In a small farming town in eastern North Carolina, I was born Marcy Ann Marshburn, to my parents, Byron and Sharon, on a scorching late-August day in 1980. Growing up, the smell of sweet tobacco rising from the tin-roofed barns in the summer meant warm meals on our winter table. My lullabies were sung by a chorus of crickets and locusts, while lightning bugs danced in the shadows of tall pine trees behind my house; it was built by my grandfather, with yellow trim that hung like a frame around red brick. When I was nine years old, my family was expanded by one when my sister, K.C., arrived. Unlike me, shy and unsure with fair skin, dark hair, and hazel eyes like my father, she was a blonde, curly-haired, blue-eyed ball of energy. She was captivating from the very beginning, and the center of all of our attention. We were almost a decade apart, so many times, we have had a relationship that was more like a mother bear protecting her baby cub, rather than typical bickering sisters.
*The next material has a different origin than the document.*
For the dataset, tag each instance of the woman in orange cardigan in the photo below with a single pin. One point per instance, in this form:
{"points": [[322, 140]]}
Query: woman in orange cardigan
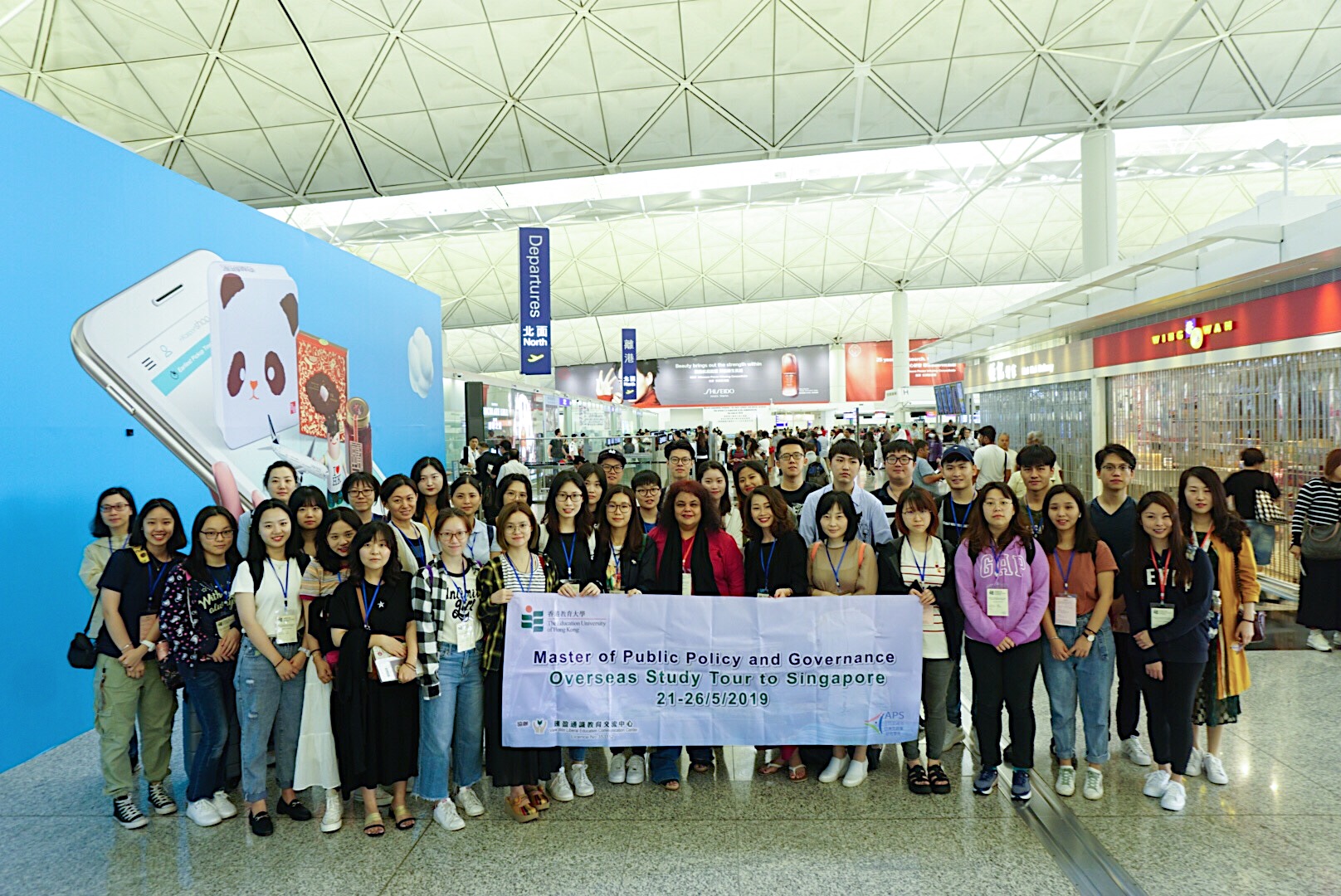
{"points": [[1212, 524]]}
While I may not live on a farm anymore, I am still up before the sun to work at my job as a teacher in Apex, North Carolina. After moving to Raleigh in 1998 to attend North Carolina State University, the area began to feel like a new home, and I decided to stay. It is a good thing I did! I met my best friend and husband, Chris, in 2009, and we were married in the fresh, autumn air of the North Carolina mountains one year later. Since then, we’ve made a home in Holly Springs with our two dogs, Marley and Clark W. Griswold. Marley, my deaf, blind Lhasa Apso, has been with me since I was nineteen, and I can’t imagine life without her. Clarky, on the other hand, my speckled, spunky jackahuahua, is a new addition to our family.

When work gets hectic, my main escape is my family, but I also love to read; whether it’s catching up on the latest teen reads or reading the plant-strong recipes I love to create from cooking magazines, it’s one of my favorite ways to relax and find a place of my own. Additionally, running and leaving the worries of the day on the pavement under my feet while blasting some of my favorite music by The Postal Service or Led Zeppelin, is pure heaven. If I’m not getting exercise on my own, then America’s favorite pastime, baseball, is another way I like to unwind. There’s something about the crack of a wooden bat, the clouds of smoke billowing from the bustling concession stands, and the dust rising from the field after a third-base slide that makes me feel like a kid again. For further escape, I enjoy floating light as a cloud over the waters of a secluded mountain lake or in the salty waters of the intercoastal waterway in my kayak. Life just seems to creep by and slow down for me as I paddle my way along the winding turns.

Clearly, reading and the outdoors keep me wonderfully happy here at home, but traveling has rewarded me with some of the most incredible memories imaginable. On our trips to Massachusetts, my husband and I walk through the cobbled streets of Boston, explore the tiny shops of Faneuil Hall, and sing “Sweet Caroline” at the bottom of the 8th at Fenway Park. Just recently, we returned from France, which to me is the most stunning place on earth! The architecture, history, people and landscapes of this beautiful country captivate my attention like nothing else, and I still have vivid dreams of our adventures there. In the future, one of my most important goals is to be fluent in the language that’s music to my ears, French, and to learn another type of music, by mastering the ukulele. From reading and exploring new places to learning new things, what I value most in my life is love and learning, and I hope to continue to do both for many years to come!